Se dio media vuelta y comenzó a caminar sin dejar de murmurar.
Simona quedó paralizada, con los ojos llenos de lágrimas. Su cuerpo tiritaba y creyó que el mundo se le venía encima, y que ella no podría cargar sola con él. Porque estaba sola. Se había equivocado. Había cometido un error terrible. Había avergonzado a su padre, y él nunca la perdonaría. Nunca la perdonaría. No volverían a cantar canciones, no la sorprendería con cosquillas. Lo había arruinado, se dijo, y justo cuando sentía que todas las tristezas de la tierra caían sobre su cabeza, apareció frente a ella el rostro redondo de su hermana pequeña.
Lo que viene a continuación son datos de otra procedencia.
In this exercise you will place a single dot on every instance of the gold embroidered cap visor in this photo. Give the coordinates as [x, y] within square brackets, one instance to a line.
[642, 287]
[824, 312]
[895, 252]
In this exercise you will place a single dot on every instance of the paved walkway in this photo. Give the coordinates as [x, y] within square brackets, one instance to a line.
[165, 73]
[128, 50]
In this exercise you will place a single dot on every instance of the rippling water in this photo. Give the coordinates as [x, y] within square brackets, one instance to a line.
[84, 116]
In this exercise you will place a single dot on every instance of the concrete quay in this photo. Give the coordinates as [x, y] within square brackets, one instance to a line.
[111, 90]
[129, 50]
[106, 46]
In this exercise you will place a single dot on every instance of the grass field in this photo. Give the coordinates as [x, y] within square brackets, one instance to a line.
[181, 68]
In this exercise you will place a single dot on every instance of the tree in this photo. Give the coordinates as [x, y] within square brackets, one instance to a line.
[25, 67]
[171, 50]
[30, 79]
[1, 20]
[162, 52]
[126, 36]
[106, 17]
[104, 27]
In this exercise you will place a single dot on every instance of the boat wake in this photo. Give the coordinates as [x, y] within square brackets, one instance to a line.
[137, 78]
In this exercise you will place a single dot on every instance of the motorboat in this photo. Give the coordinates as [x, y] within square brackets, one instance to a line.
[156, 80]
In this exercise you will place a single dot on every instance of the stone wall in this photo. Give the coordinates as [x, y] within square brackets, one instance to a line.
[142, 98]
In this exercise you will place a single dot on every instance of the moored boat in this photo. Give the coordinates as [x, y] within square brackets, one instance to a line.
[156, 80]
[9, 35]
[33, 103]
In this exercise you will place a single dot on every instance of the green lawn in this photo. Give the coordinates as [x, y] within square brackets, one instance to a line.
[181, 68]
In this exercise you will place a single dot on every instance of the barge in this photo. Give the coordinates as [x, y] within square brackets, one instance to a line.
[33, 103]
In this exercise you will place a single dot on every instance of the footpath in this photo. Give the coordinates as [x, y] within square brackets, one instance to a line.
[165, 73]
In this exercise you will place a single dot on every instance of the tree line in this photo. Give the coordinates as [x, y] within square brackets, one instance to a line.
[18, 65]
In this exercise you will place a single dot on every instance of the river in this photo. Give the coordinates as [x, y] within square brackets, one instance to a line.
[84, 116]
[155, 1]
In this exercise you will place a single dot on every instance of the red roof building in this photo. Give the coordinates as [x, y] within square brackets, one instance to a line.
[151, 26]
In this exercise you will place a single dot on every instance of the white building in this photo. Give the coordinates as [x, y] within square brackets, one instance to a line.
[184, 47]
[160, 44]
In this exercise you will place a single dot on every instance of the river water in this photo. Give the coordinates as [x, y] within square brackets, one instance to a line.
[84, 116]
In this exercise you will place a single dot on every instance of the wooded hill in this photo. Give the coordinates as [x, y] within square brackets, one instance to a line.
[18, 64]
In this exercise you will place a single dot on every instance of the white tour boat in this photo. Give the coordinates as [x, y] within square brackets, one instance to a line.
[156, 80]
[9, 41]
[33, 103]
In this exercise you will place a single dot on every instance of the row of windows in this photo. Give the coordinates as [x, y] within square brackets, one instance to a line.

Tenía los ojos muy abiertos, desconcertados, temerosos. Y entonces Simona la observó. Observó a su hermana como nunca antes lo había hecho, y sintió lástima por ella, aún más lástima de la que sentía por sí misma. Porque sabía que su hermana no comprendía lo que pasaba y ella sí. Esa tarde no habría papas fritas. Y eso bastó, eso fue todo. La tomó de la mano, firmemente, y así emprendieron el camino a casa, siguiendo los pasos rápidos de su padre, Bellavista abajo.